The impact of global warming on the signature virulence gene, thermolabile hemolysin, of Vibrio parahaemolyticus .

Global warming is increasing human exposure to pathogens and has already had an impact on human health. Vibrio parahaemolyticus , a major pathogen causing foodborne illness, accumulates in numerous aquatic organisms and can be affected by environmental stressors such as increased replication errors or DNA damage resulting in point mutations. This could lead to an elevation in the mutation rate, which influences the expansion of Vibrio spp. habitats and the spread of associated diseases. In this study, a total of 241 strains were isolated from aquatic products imported or exported through China Customs between 2005 and 2010. The whole genomes of those strains were sequenced, revealing a highly significant level of genetic diversity.

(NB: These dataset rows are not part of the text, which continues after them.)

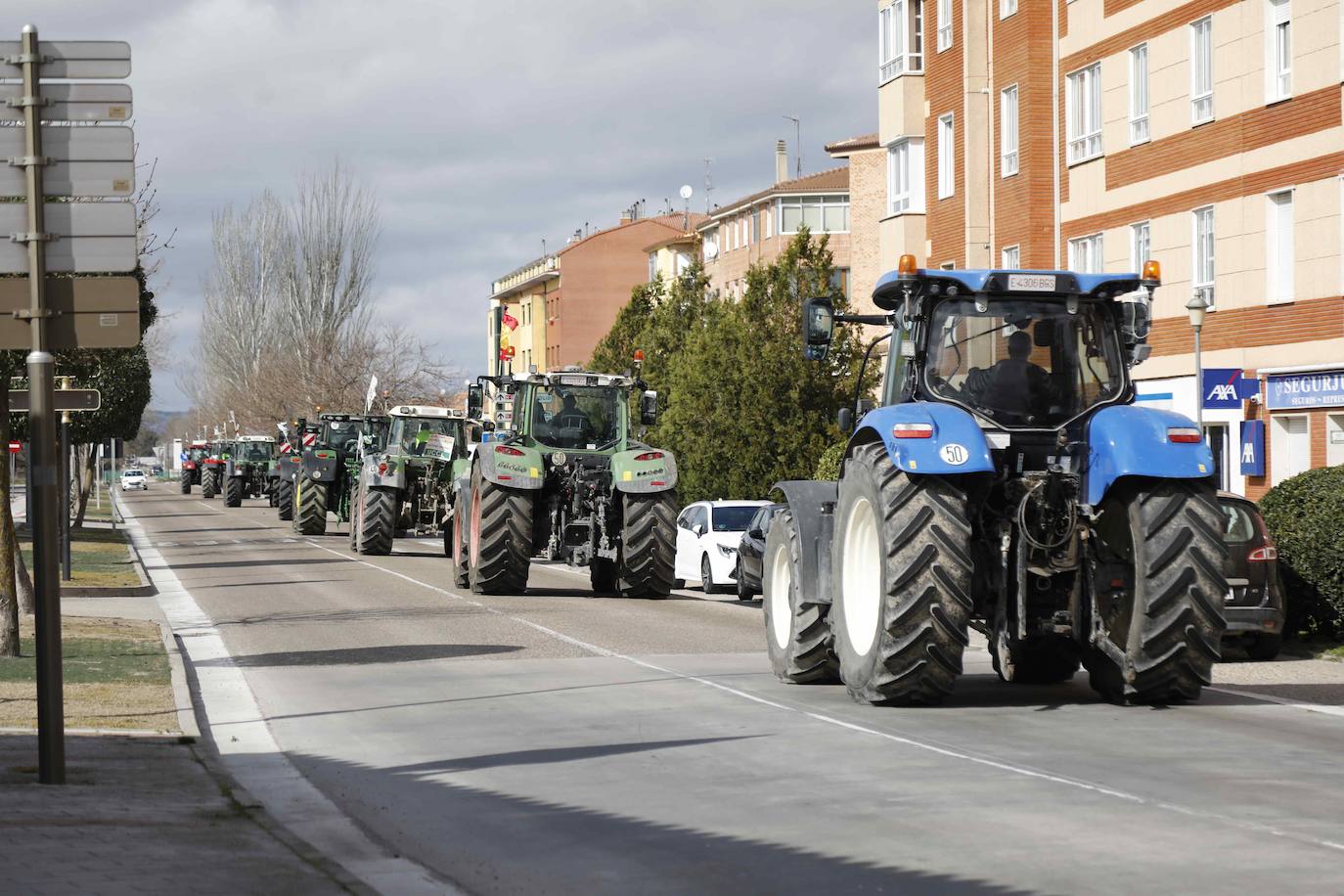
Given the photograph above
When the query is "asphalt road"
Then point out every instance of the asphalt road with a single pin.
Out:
(560, 743)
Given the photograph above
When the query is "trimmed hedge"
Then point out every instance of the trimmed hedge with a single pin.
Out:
(1305, 515)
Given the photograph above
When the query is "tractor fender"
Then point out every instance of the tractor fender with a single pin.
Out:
(654, 473)
(812, 506)
(516, 467)
(1132, 441)
(957, 443)
(392, 478)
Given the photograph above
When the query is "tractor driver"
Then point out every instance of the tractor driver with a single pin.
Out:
(1015, 384)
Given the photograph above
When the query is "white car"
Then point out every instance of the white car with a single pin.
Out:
(707, 538)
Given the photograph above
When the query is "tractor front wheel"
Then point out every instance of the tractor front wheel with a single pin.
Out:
(311, 514)
(797, 632)
(500, 536)
(902, 580)
(1157, 634)
(377, 521)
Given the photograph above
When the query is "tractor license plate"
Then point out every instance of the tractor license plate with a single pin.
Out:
(1031, 283)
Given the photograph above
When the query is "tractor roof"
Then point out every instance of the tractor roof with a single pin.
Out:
(1019, 284)
(424, 410)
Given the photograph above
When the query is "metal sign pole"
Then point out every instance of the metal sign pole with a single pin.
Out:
(42, 427)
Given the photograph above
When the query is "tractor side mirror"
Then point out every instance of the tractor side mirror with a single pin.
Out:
(650, 407)
(819, 326)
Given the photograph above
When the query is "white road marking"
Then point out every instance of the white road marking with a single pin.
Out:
(909, 741)
(251, 754)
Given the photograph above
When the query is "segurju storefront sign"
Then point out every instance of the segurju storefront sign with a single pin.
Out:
(1298, 391)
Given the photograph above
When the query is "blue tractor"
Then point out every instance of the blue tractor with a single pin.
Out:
(1008, 485)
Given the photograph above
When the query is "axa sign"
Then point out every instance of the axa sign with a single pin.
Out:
(1225, 387)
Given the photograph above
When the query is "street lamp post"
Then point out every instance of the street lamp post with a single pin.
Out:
(1196, 306)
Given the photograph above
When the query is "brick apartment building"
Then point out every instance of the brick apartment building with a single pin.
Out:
(566, 301)
(755, 229)
(1098, 133)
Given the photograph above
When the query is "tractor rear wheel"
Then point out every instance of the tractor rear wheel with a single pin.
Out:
(377, 521)
(233, 490)
(285, 500)
(500, 536)
(902, 575)
(797, 632)
(648, 546)
(1157, 636)
(311, 514)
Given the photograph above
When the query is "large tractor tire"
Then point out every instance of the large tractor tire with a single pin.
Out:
(311, 512)
(1159, 636)
(648, 546)
(500, 538)
(377, 521)
(902, 580)
(234, 490)
(285, 500)
(797, 630)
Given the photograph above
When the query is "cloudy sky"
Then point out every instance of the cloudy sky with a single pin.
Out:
(484, 126)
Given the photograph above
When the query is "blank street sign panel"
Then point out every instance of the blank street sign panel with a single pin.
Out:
(90, 238)
(71, 103)
(87, 161)
(71, 60)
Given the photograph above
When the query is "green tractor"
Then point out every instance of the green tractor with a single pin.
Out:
(246, 471)
(409, 482)
(570, 482)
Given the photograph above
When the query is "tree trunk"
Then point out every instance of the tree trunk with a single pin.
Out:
(8, 586)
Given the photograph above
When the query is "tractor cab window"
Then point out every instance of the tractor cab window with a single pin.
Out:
(417, 432)
(1023, 363)
(577, 417)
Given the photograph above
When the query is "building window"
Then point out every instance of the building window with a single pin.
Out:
(822, 214)
(1140, 245)
(1278, 51)
(1278, 229)
(1202, 252)
(899, 39)
(946, 157)
(1008, 130)
(1139, 94)
(1085, 254)
(1085, 114)
(1202, 71)
(905, 176)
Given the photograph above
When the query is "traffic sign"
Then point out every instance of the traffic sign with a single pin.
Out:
(89, 238)
(71, 103)
(93, 312)
(67, 400)
(85, 161)
(70, 60)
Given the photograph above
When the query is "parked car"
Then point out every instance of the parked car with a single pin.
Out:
(1254, 605)
(707, 539)
(751, 551)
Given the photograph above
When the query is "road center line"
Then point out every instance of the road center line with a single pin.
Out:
(901, 739)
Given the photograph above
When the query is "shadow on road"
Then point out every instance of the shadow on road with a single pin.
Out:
(365, 655)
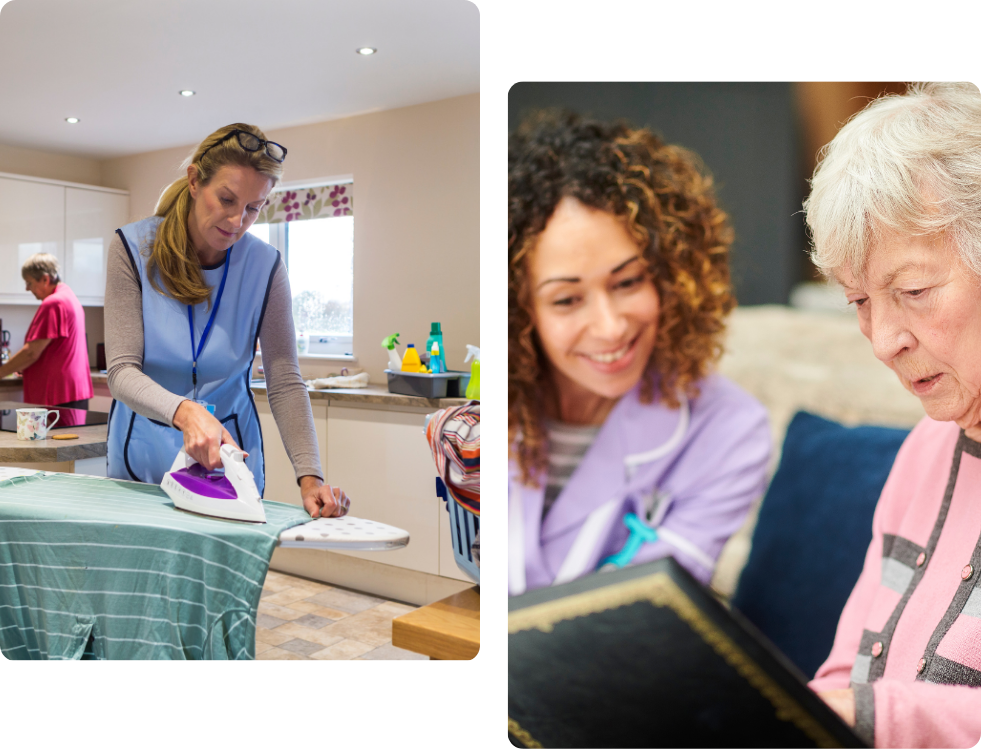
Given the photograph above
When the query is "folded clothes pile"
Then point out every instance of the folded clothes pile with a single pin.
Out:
(454, 436)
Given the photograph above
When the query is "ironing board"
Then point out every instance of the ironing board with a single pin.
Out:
(94, 568)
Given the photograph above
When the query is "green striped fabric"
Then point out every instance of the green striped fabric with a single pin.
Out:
(103, 569)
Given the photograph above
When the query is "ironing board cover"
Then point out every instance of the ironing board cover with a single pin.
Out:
(103, 569)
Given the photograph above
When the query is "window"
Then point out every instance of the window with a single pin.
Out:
(318, 251)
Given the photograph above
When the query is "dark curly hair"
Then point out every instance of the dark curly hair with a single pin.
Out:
(669, 204)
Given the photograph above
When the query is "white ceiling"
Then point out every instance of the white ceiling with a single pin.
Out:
(118, 66)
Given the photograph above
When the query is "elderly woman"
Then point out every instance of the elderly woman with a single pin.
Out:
(623, 446)
(895, 216)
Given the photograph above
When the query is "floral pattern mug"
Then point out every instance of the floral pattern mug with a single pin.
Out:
(32, 423)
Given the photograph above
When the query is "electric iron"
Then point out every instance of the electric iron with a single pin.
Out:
(233, 495)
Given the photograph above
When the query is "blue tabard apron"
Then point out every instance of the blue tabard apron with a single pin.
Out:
(142, 449)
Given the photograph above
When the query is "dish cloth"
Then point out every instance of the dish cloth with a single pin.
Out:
(358, 380)
(103, 569)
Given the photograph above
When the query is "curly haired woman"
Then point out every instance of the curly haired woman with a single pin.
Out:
(618, 288)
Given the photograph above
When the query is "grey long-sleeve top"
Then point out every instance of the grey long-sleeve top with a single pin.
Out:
(288, 397)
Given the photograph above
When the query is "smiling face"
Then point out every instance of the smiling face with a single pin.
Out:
(224, 209)
(921, 309)
(595, 309)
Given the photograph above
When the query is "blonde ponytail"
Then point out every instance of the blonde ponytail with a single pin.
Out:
(172, 257)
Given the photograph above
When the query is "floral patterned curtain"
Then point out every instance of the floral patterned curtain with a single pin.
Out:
(310, 202)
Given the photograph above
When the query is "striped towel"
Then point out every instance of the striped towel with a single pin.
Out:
(104, 569)
(454, 436)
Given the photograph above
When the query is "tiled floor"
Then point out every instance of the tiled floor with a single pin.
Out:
(303, 620)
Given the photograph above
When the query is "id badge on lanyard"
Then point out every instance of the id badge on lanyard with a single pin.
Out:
(195, 354)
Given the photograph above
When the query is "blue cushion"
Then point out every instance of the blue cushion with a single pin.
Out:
(813, 532)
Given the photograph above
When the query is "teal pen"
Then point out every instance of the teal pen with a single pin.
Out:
(639, 535)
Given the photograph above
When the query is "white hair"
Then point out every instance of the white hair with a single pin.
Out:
(909, 164)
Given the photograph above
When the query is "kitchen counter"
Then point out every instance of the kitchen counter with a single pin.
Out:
(375, 394)
(13, 382)
(91, 443)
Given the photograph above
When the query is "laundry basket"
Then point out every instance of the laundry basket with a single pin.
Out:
(463, 529)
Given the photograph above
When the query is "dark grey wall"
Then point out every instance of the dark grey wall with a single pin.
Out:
(746, 133)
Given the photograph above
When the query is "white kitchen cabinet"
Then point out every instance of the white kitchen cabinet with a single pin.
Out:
(91, 220)
(73, 222)
(381, 458)
(32, 219)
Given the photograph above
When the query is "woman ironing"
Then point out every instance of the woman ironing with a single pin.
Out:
(188, 294)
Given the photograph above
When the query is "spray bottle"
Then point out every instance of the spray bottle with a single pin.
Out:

Our analysis identified 27 new sequence types (STs) ranging from ST2950 to ST2976. The global temperature trend since 1950 affects the thermolabile hemolysin gene ( tlh ) found in all Vibrio parahaemolyticus leading to mutant sites exhibiting similar trends as temperatures rise; seven high-frequency mutation hotspots (A180G, T552G, G657T, T858C, C1062T, A1137G, and T1179C) were identified along with two clinically specific sites (T259C and A951T) that may indicate adaptation over time due to climate change, leading to increased virulence potential for this bacterial species. These results provide insight into the genetics of Vibrio parahaemolyticus and provide a reference for subsequent research, identification, and monitoring efforts related to its spread. IMPORTANCE In this study, Vibrio parahaemolyticus strains were collected from a large number of aquatic products globally and found that temperature has an impact on the virulence of these bacteria. As global temperatures rise, mutations in a gene marker called thermolabile hemolysin ( tlh ) also increase. This suggests that environmental isolates adapt to the warming environment and become more pathogenic. The findings can help in developing tools to analyze and monitor these bacteria as well as assess any link between climate change and vibrio-associated diseases, which could be used for forecasting outbreaks associated with them.